GIVEN HOW discouraging the situation in Sudan looked a few weeks ago, after a terrible massacre and uncertain end to three decades of despotism under President Omar Hassan al-Bashir, it is reassuring to see that democracy-seeking protesters and the military council have agreed on a power-sharing plan leading to eventual civilian control. Now, it appears at least possible that Sudan will have a chance at popular rule.

The power-sharing agreement provides for the creation of a sovereign council with 11 members, five of them civilians, five picked by the military and the 11th to be jointly designated. The council will rule for 21 months under a military leader, then 18 months under a civilian, before giving way to elections and a new government. If Sudan becomes a democracy little more than three years from now, it will be quite a remarkable achievement, particularly in these days when democracy seems to be in retreat elsewhere. Quite unexpectedly, the deal came together with help from Saudi Arabia, Egypt and the United Arab Emirates, which had seemed previously to be backing the military council, as well as pressure from the United States and Britain.

Looking ahead, it is vital all parties adhere to the agreement and not walk away. The military must not be tempted to break the deal during its 21 months and seize absolute power. This won’t be easy for security organizations that were pampered by Mr. Bashir.

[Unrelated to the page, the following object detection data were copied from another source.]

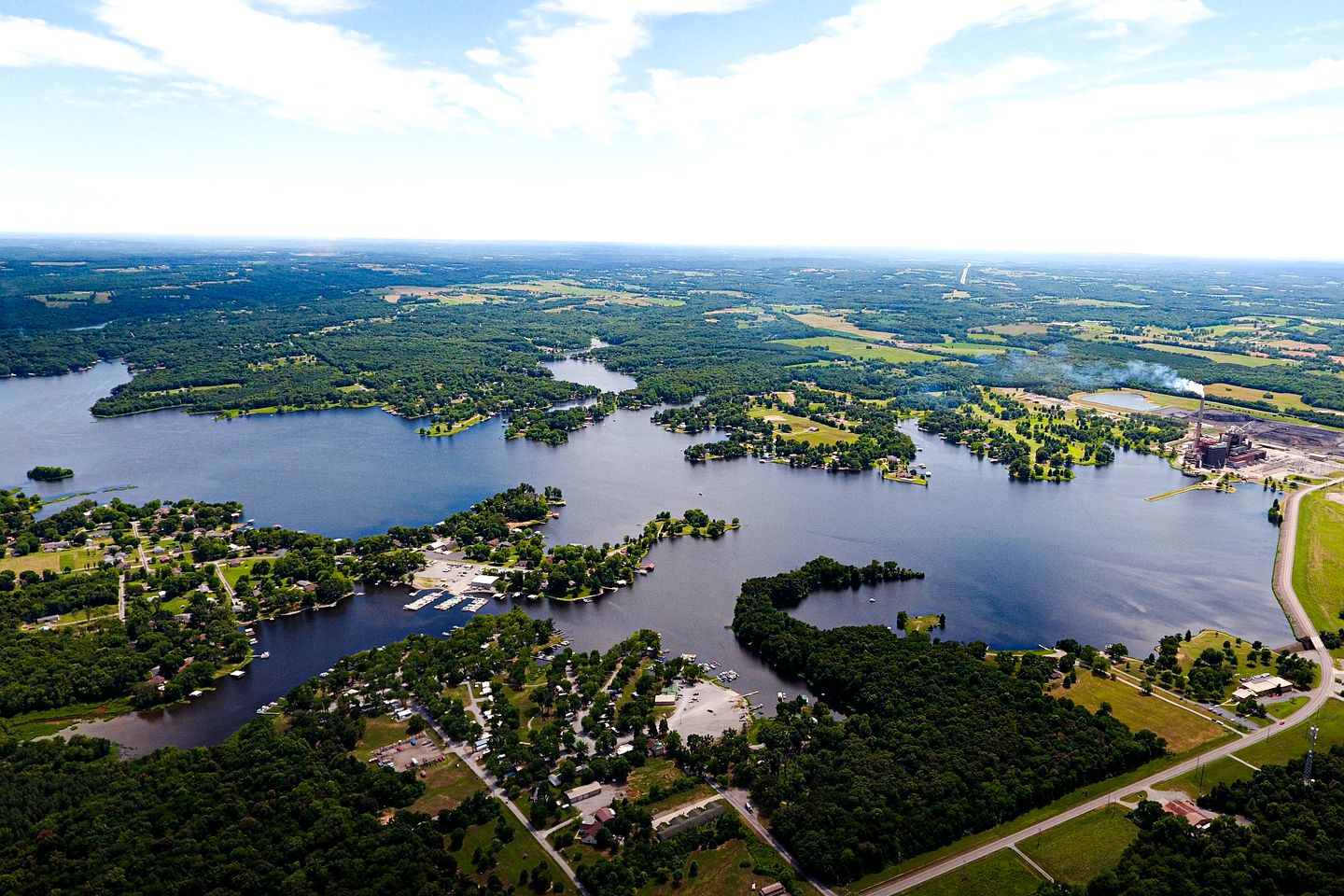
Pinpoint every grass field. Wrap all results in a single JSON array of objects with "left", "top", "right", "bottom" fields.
[
  {"left": 1204, "top": 383, "right": 1317, "bottom": 411},
  {"left": 1176, "top": 629, "right": 1274, "bottom": 697},
  {"left": 988, "top": 324, "right": 1050, "bottom": 336},
  {"left": 919, "top": 343, "right": 1024, "bottom": 355},
  {"left": 410, "top": 755, "right": 485, "bottom": 816},
  {"left": 779, "top": 336, "right": 941, "bottom": 364},
  {"left": 626, "top": 759, "right": 685, "bottom": 799},
  {"left": 1157, "top": 756, "right": 1255, "bottom": 799},
  {"left": 1293, "top": 486, "right": 1344, "bottom": 631},
  {"left": 1050, "top": 672, "right": 1227, "bottom": 752},
  {"left": 1265, "top": 697, "right": 1309, "bottom": 719},
  {"left": 355, "top": 716, "right": 406, "bottom": 762},
  {"left": 453, "top": 807, "right": 561, "bottom": 892},
  {"left": 0, "top": 548, "right": 104, "bottom": 572},
  {"left": 7, "top": 697, "right": 131, "bottom": 740},
  {"left": 906, "top": 848, "right": 1043, "bottom": 896},
  {"left": 1019, "top": 806, "right": 1139, "bottom": 887},
  {"left": 1237, "top": 698, "right": 1344, "bottom": 767},
  {"left": 1139, "top": 343, "right": 1285, "bottom": 367},
  {"left": 644, "top": 785, "right": 714, "bottom": 819},
  {"left": 789, "top": 312, "right": 894, "bottom": 340},
  {"left": 748, "top": 407, "right": 859, "bottom": 444}
]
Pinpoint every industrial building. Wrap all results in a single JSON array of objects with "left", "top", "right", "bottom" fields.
[{"left": 1185, "top": 397, "right": 1266, "bottom": 470}]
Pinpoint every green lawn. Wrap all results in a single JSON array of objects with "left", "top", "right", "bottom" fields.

Another question mark is the pledge in the agreement for an investigation into the June 3 crackdown. Demonstrators have put the death toll at 128, while the authorities have said 61, including some security personnel. Will the investigation be able to hold to account the Rapid Support Forces, a paramilitary organization that, witnesses said, rampaged on the streets and opened fire on protesters in an encampment outside army headquarters? The paramilitary leader, Gen. Mohamed Hamdan Dagalo, known by the nickname “Hemedti,” is second-ranking on the military council, and is known for his ruthless tactics.

In televised remarks over the weekend, the leader of the council, Gen. Abdel-Fattah Burhan, insisted that its members did not order the violence. “We trust that military council members had nothing to do with what happened in the sit-in dispersal,” he said. What’s needed is a penetrating and independent inquiry in which no one is excluded in such a preemptory fashion.

The Sudanese authorities also cut off mobile devices from the Internet last month, throwing Sudan into digital darkness and denying the opposition a vital means for galvanizing the population. If the power-sharing deal is to work, connectivity must be restored immediately.

Further stress will come as Sudan battles economic woes that provided the first spark for the unrest against Mr. Bashir. If the power-sharing deal holds, Sudan must be given a chance to rebuild with substantial economic aid and expertise from abroad.